The book consists of a lot of dialogue. On the page, this is pretty interesting, at least as opposed to pages of dry description. However, when translated to a movie, there is the danger of the story becoming too talky.
Well it's Wednesday...doesn't the film officially release on Friday? I doubt the bad press will do anything to prevent a 75 million dollar opening. All the brainwashed dunces who think this book is so amazing wil flood theaters to see it.
The book was boring in so many ways. I can't imagine the film doing anything to improve on that.
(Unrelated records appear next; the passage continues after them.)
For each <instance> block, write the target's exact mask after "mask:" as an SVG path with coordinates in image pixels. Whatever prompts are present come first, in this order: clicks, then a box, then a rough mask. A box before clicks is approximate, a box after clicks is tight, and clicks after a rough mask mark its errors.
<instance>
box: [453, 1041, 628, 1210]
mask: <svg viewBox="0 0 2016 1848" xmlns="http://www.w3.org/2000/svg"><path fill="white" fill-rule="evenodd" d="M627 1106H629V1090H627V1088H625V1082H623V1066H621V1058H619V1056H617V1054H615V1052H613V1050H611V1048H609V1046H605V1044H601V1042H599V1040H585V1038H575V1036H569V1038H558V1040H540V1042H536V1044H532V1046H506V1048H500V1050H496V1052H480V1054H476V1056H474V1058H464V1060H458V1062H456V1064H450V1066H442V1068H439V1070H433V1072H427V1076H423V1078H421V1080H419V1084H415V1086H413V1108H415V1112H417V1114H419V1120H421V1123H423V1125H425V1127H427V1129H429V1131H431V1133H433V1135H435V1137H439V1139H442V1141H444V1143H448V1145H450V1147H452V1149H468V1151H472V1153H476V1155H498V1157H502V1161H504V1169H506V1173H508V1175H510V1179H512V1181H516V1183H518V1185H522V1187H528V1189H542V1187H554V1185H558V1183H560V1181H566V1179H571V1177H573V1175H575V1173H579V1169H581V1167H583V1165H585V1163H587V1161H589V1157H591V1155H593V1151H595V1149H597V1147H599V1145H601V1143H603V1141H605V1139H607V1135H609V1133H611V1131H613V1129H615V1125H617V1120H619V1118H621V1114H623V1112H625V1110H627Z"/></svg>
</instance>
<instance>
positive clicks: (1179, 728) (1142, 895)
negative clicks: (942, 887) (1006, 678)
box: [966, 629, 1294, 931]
The Steven King Curse. Most of his richly entertaining books became boring movies.
The book is long and too much dialogue and details, even for me. I felt many of them were unnecessary.
I'm with you. Those wacky religious zealots at Cannes make me sick. They want a theocracy, not a democracy. And they own stock in Diebold. And they drowned the passengers of Flight 77 in the Atlantic to cover the Predator drone that slammed into the Pentagon on 9-11....
Yeah, there really isn't much competition. Nothing similar as far as new releases. A slasher and a PG animated. MI III will still be selling some tickets.
In a couple of weeks it will be Memorial Day weekend and the DVC movie will be old news.
Let's post our guesses of Christ's descendant (apparently the last one, a statistical improbablity) alive on earth today. The person is probably French. Is Jaqueline Bisset French? Bridgette Bardot? It couldn't be Jacques Chirac, could it?
Maybe its Oprah.
This review points out some similarities between "Da Vinci Code" and "Protocols of the Elders of Zion".
I tried to read it, but the writing is at the third-grade level.
The fact that it is so popular is because so many people who read it were functionally illiterate and reading a novel for the first time in their lives.
Naturally they would think it was great.
Bears repeating. The lowest common denominator is the winner every time in mass popular culture.
"The lowest common denominator is the winner every time in mass popular culture."
Nobody ever went broke underestimating the taste of the American public.